Foreign minister says Bangladesh not obliged to accept 81 Rohingya refugees adrift for almost two weeks in Andaman Sea.
Bangladesh is under “no obligation” to shelter 81 Muslim Rohingya refugees adrift for almost two weeks on the Andaman Sea and being assisted by neighbouring India, Bangladesh foreign minister AK Abdul Momen said.
India’s coastguard found the survivors and eight dead crammed on a fishing boat and was trying to arrange for Bangladesh to take them, Indian officials said on Friday.
While feeding the refugees and giving them water, India was not planning to take them ashore.
But Momen told the Reuters news agency late on Friday that Bangladesh expects India, the closest country, or Myanmar, the Rohingya’s country of origin, to accept them.
“They are not Bangladesh nationals and in fact, they are Myanmar nationals. They were found 1,700km (1,100 miles) away from the Bangladesh maritime territory and therefore, we have no obligation to take them,” said Momen, who is in the United States.
“They were located 147km (91 miles) away from Indian territory, 324km (201 miles) away from Myanmar,” he said by phone, adding that other countries and organisations should take care of the refugees.

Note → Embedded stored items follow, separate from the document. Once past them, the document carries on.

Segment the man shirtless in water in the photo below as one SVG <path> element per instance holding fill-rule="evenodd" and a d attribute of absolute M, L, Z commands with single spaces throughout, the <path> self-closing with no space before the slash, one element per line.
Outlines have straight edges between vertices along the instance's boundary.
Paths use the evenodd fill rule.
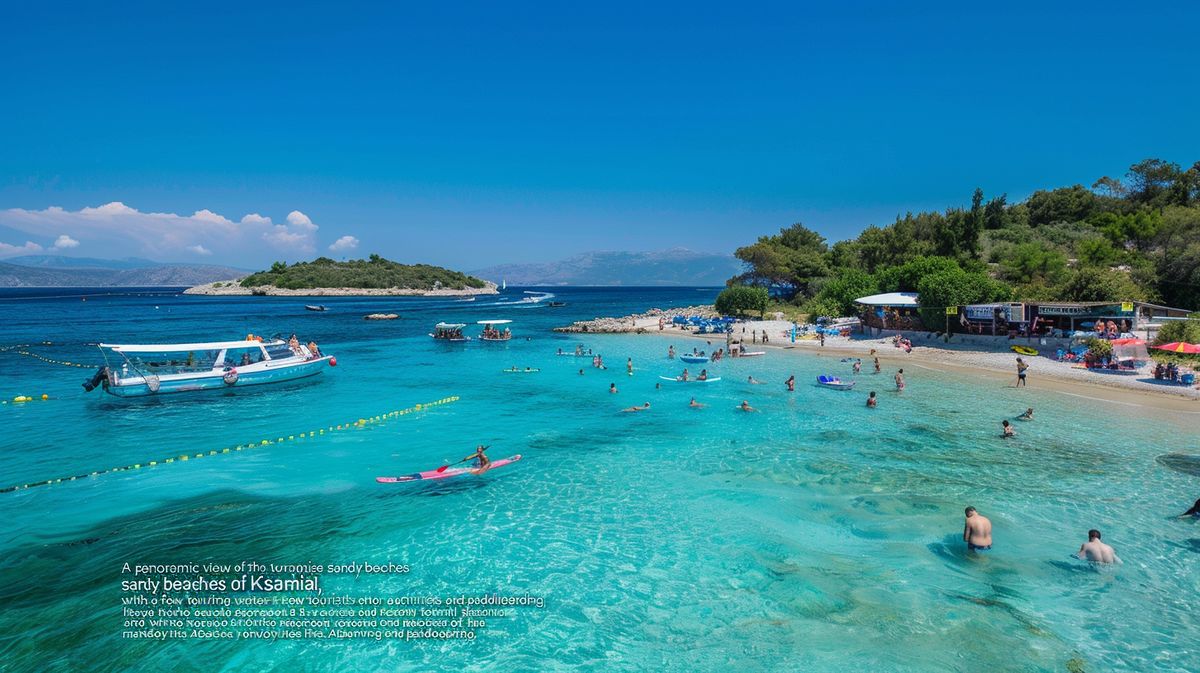
<path fill-rule="evenodd" d="M 1095 528 L 1088 531 L 1088 541 L 1079 547 L 1076 556 L 1092 563 L 1120 563 L 1117 550 L 1100 541 L 1100 531 Z"/>
<path fill-rule="evenodd" d="M 487 450 L 487 447 L 480 444 L 479 446 L 475 447 L 475 453 L 472 453 L 471 455 L 467 456 L 466 458 L 463 458 L 463 462 L 466 462 L 471 459 L 475 460 L 476 467 L 474 470 L 472 470 L 472 472 L 474 474 L 483 474 L 484 472 L 487 472 L 488 468 L 490 468 L 492 466 L 492 461 L 487 457 L 487 454 L 484 453 L 484 451 L 486 451 L 486 450 Z"/>
<path fill-rule="evenodd" d="M 988 551 L 992 548 L 992 522 L 984 515 L 968 507 L 963 512 L 966 523 L 963 525 L 963 542 L 967 543 L 969 551 Z"/>

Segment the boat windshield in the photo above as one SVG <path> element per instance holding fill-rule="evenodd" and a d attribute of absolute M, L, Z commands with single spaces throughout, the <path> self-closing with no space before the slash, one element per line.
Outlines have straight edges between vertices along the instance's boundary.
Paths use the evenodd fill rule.
<path fill-rule="evenodd" d="M 292 352 L 292 349 L 289 348 L 287 344 L 271 344 L 270 346 L 266 346 L 266 349 L 267 355 L 270 356 L 272 360 L 282 360 L 284 358 L 296 357 L 296 354 Z"/>
<path fill-rule="evenodd" d="M 146 374 L 186 374 L 212 371 L 219 350 L 174 351 L 159 353 L 123 353 L 129 366 Z"/>
<path fill-rule="evenodd" d="M 230 348 L 225 351 L 224 366 L 226 367 L 244 367 L 262 361 L 263 352 L 258 344 L 245 348 Z"/>

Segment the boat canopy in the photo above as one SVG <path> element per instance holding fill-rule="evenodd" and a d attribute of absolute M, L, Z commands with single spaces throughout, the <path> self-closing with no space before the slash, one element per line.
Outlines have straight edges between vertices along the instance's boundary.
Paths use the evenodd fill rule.
<path fill-rule="evenodd" d="M 109 348 L 118 353 L 181 353 L 183 351 L 219 351 L 229 348 L 254 348 L 281 344 L 282 340 L 274 341 L 208 341 L 190 344 L 100 344 L 100 348 Z"/>
<path fill-rule="evenodd" d="M 511 320 L 480 320 L 478 325 L 507 325 Z"/>
<path fill-rule="evenodd" d="M 916 292 L 885 292 L 884 294 L 873 294 L 868 297 L 859 297 L 854 300 L 856 304 L 866 304 L 867 306 L 916 306 Z"/>
<path fill-rule="evenodd" d="M 433 326 L 434 329 L 462 329 L 467 326 L 465 322 L 440 322 Z"/>

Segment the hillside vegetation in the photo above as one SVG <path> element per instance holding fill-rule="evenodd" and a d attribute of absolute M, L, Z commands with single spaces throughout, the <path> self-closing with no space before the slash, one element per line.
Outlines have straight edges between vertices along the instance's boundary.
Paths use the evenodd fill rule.
<path fill-rule="evenodd" d="M 400 264 L 371 255 L 369 259 L 337 262 L 318 257 L 311 262 L 288 265 L 275 262 L 266 271 L 252 273 L 242 279 L 242 287 L 269 285 L 288 290 L 312 288 L 362 288 L 413 290 L 462 290 L 481 288 L 482 280 L 458 271 L 429 264 Z"/>
<path fill-rule="evenodd" d="M 767 286 L 816 315 L 856 297 L 918 292 L 931 313 L 986 301 L 1161 302 L 1200 307 L 1200 162 L 1160 159 L 1123 179 L 1039 190 L 1020 203 L 908 213 L 829 245 L 797 223 L 739 248 L 730 285 Z"/>

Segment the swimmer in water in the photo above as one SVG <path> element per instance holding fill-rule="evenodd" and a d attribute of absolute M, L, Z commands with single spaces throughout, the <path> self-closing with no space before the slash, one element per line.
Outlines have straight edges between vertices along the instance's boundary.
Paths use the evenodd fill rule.
<path fill-rule="evenodd" d="M 1032 421 L 1033 420 L 1033 407 L 1029 407 L 1028 409 L 1026 409 L 1025 413 L 1021 414 L 1020 416 L 1017 416 L 1017 418 L 1019 418 L 1023 421 Z"/>
<path fill-rule="evenodd" d="M 608 384 L 608 392 L 610 392 L 610 393 L 617 392 L 617 384 L 615 384 L 615 383 Z"/>
<path fill-rule="evenodd" d="M 904 392 L 904 370 L 896 372 L 896 392 Z"/>
<path fill-rule="evenodd" d="M 753 376 L 747 376 L 747 377 L 746 377 L 746 383 L 750 383 L 750 384 L 753 384 L 753 385 L 756 385 L 756 386 L 761 386 L 761 385 L 762 385 L 762 381 L 756 381 L 756 380 L 754 379 L 754 377 L 753 377 Z"/>
<path fill-rule="evenodd" d="M 675 347 L 674 346 L 667 346 L 667 357 L 672 360 L 675 359 Z"/>
<path fill-rule="evenodd" d="M 701 370 L 700 370 L 700 376 L 697 376 L 697 377 L 696 377 L 696 380 L 697 380 L 697 381 L 707 381 L 707 380 L 708 380 L 708 370 L 707 370 L 707 369 L 701 369 Z"/>
<path fill-rule="evenodd" d="M 796 392 L 796 375 L 793 374 L 793 375 L 789 376 L 788 380 L 783 382 L 783 385 L 787 386 L 789 393 Z"/>
<path fill-rule="evenodd" d="M 1117 550 L 1100 541 L 1100 531 L 1095 528 L 1088 531 L 1088 541 L 1079 547 L 1075 555 L 1091 563 L 1121 563 Z"/>
<path fill-rule="evenodd" d="M 855 374 L 862 373 L 862 358 L 859 358 L 854 361 L 854 373 Z"/>
<path fill-rule="evenodd" d="M 879 400 L 877 400 L 877 399 L 875 398 L 875 391 L 874 391 L 874 390 L 872 390 L 872 391 L 871 391 L 871 394 L 870 394 L 870 395 L 867 395 L 867 407 L 868 407 L 868 408 L 871 408 L 871 409 L 874 409 L 874 408 L 875 408 L 875 406 L 876 406 L 878 403 L 879 403 Z"/>
<path fill-rule="evenodd" d="M 1013 428 L 1013 426 L 1012 426 L 1012 423 L 1009 423 L 1007 420 L 1005 420 L 1005 421 L 1001 421 L 1000 425 L 1001 425 L 1001 426 L 1002 426 L 1002 428 L 1003 428 L 1003 429 L 1000 431 L 1000 432 L 1001 432 L 1001 434 L 1000 434 L 1000 436 L 1001 436 L 1001 437 L 1003 437 L 1003 438 L 1005 438 L 1005 439 L 1008 439 L 1009 437 L 1016 437 L 1016 436 L 1017 436 L 1017 431 L 1016 431 L 1016 430 Z"/>
<path fill-rule="evenodd" d="M 625 361 L 625 371 L 630 376 L 633 376 L 633 358 L 629 358 L 628 360 Z"/>
<path fill-rule="evenodd" d="M 580 375 L 580 376 L 583 376 L 583 369 L 580 369 L 580 370 L 579 370 L 579 375 Z"/>
<path fill-rule="evenodd" d="M 647 402 L 640 407 L 626 407 L 621 410 L 621 413 L 627 413 L 627 412 L 631 412 L 631 411 L 645 411 L 646 409 L 649 409 L 649 408 L 650 408 L 650 403 Z"/>
<path fill-rule="evenodd" d="M 992 548 L 992 522 L 984 515 L 968 507 L 963 510 L 966 522 L 963 524 L 963 542 L 967 543 L 968 551 L 988 551 Z"/>
<path fill-rule="evenodd" d="M 697 402 L 696 398 L 694 398 L 694 397 L 692 398 L 691 402 L 688 402 L 688 406 L 693 409 L 703 409 L 704 408 L 704 405 Z M 1197 504 L 1200 504 L 1200 500 L 1198 500 L 1196 502 L 1197 502 Z"/>
<path fill-rule="evenodd" d="M 871 351 L 871 352 L 874 352 L 874 351 Z M 875 373 L 878 374 L 879 372 L 880 372 L 879 358 L 875 358 Z"/>
<path fill-rule="evenodd" d="M 742 411 L 758 411 L 758 409 L 750 406 L 749 400 L 742 400 L 742 403 L 738 406 L 738 409 L 741 409 Z"/>
<path fill-rule="evenodd" d="M 1184 512 L 1183 514 L 1180 514 L 1179 516 L 1180 516 L 1181 518 L 1182 518 L 1182 517 L 1185 517 L 1185 516 L 1194 516 L 1194 517 L 1196 517 L 1197 519 L 1200 519 L 1200 500 L 1197 500 L 1197 501 L 1196 501 L 1196 504 L 1192 505 L 1192 508 L 1191 508 L 1191 509 L 1189 509 L 1188 511 Z"/>

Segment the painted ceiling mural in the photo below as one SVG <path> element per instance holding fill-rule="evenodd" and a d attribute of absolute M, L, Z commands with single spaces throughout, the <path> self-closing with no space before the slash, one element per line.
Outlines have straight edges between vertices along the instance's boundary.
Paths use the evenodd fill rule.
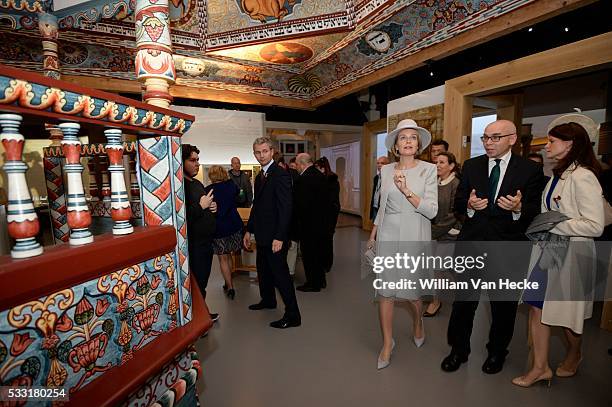
<path fill-rule="evenodd" d="M 536 0 L 169 0 L 177 85 L 312 100 Z M 42 66 L 38 14 L 59 19 L 61 72 L 135 80 L 135 0 L 0 0 L 0 63 Z"/>

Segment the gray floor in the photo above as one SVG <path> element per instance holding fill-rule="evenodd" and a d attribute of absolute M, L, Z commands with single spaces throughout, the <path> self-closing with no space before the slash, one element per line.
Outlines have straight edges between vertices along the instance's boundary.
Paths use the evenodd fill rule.
<path fill-rule="evenodd" d="M 203 368 L 198 388 L 204 406 L 612 406 L 612 357 L 607 354 L 612 333 L 598 328 L 601 306 L 587 323 L 578 375 L 555 378 L 551 388 L 523 389 L 510 383 L 523 372 L 527 358 L 523 309 L 504 370 L 494 376 L 481 372 L 489 322 L 486 303 L 478 309 L 470 360 L 451 374 L 440 370 L 448 352 L 450 304 L 445 303 L 436 318 L 425 320 L 427 339 L 420 349 L 411 341 L 409 312 L 397 306 L 392 363 L 377 371 L 381 347 L 377 309 L 371 279 L 362 278 L 359 271 L 360 242 L 366 238 L 355 227 L 337 231 L 327 290 L 298 292 L 303 324 L 285 331 L 268 327 L 282 310 L 247 309 L 259 300 L 257 284 L 248 275 L 235 277 L 234 301 L 224 297 L 215 259 L 207 302 L 221 320 L 196 345 Z M 296 281 L 303 281 L 301 270 Z M 555 330 L 551 366 L 563 357 L 560 334 Z"/>

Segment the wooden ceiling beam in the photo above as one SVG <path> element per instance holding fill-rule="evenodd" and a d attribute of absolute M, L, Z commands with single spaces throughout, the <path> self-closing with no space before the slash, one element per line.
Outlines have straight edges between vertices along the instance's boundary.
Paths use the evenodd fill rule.
<path fill-rule="evenodd" d="M 141 93 L 142 86 L 138 81 L 97 76 L 62 75 L 62 80 L 88 88 L 115 93 Z M 170 94 L 175 98 L 210 100 L 214 102 L 239 103 L 245 105 L 278 106 L 289 109 L 314 110 L 308 100 L 281 98 L 278 96 L 254 95 L 230 90 L 196 88 L 185 85 L 173 85 Z"/>
<path fill-rule="evenodd" d="M 127 79 L 101 78 L 99 76 L 62 75 L 62 80 L 86 88 L 99 89 L 114 93 L 141 93 L 140 82 Z"/>
<path fill-rule="evenodd" d="M 244 105 L 278 106 L 290 109 L 313 110 L 310 101 L 282 98 L 278 96 L 255 95 L 231 90 L 196 88 L 192 86 L 174 85 L 170 94 L 175 98 L 211 100 L 215 102 L 239 103 Z"/>
<path fill-rule="evenodd" d="M 529 25 L 575 10 L 594 3 L 597 0 L 543 0 L 521 7 L 511 13 L 495 18 L 482 26 L 468 30 L 441 43 L 432 45 L 413 55 L 385 66 L 376 72 L 335 89 L 312 101 L 312 107 L 339 99 L 350 93 L 365 89 L 385 80 L 391 79 L 406 71 L 411 71 L 429 60 L 442 59 L 467 48 L 520 30 Z"/>

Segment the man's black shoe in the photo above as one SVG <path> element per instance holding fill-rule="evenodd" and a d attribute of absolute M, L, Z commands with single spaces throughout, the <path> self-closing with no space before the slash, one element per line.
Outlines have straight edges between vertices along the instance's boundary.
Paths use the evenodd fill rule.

Indian foreign ministry officials were not immediately available for comment.
New Delhi did not sign the 1951 Refugee Convention, which spells out refugee rights and state responsibilities to protect them.
Nor does it have a law protecting refugees, though it currently hosts more than 200,000, including some Rohingya.
More than one million Rohingya refugees from predominantly Buddhist Myanmar are living in teeming camps in Muslim-majority Bangladesh, including tens of thousands who fled after Myanmar’s military conducted a deadly crackdown in 2017.
Traffickers often lure Rohingya refugees with promises of work in Southeast Asian countries like Malaysia.
The United Nations refugee agency, UNHCR, expressed alarm this week over the missing boat.
No ‘global contract’ to aid refugees
The refugees have been drifting in international waters after leaving southern Bangladesh on February 11 in the hope of reaching Malaysia.
On Saturday, they were under the aid and surveillance of India as officials were holding talks to return them to Bangladesh.
The boat, which sailed from the massive Cox’s Bazar refugee camp, was carrying 56 women, eight girls, 21 men and five boys.
Many of the survivors, according to Indian officials, were sick and suffering from extreme dehydration, having run out of food and water after the boat’s engine failed four days into their journey.
“Has Bangladesh been given the global contract and responsibility to take and rehabilitate all the Rohingya or boat people of the world?” Momen said. “No, not at all.”
Momen said the UNHCR should also take responsibility as about 47 people on the boat hold ID cards from the UNHCR office in Bangladesh stating they are displaced Myanmar nationals.
“If (the refugees) are UNHCR card holders, why did they allow traffickers to take their card holders to adrift on the high sea leading to death?”
UNHCR officials were not immediately reachable for comment.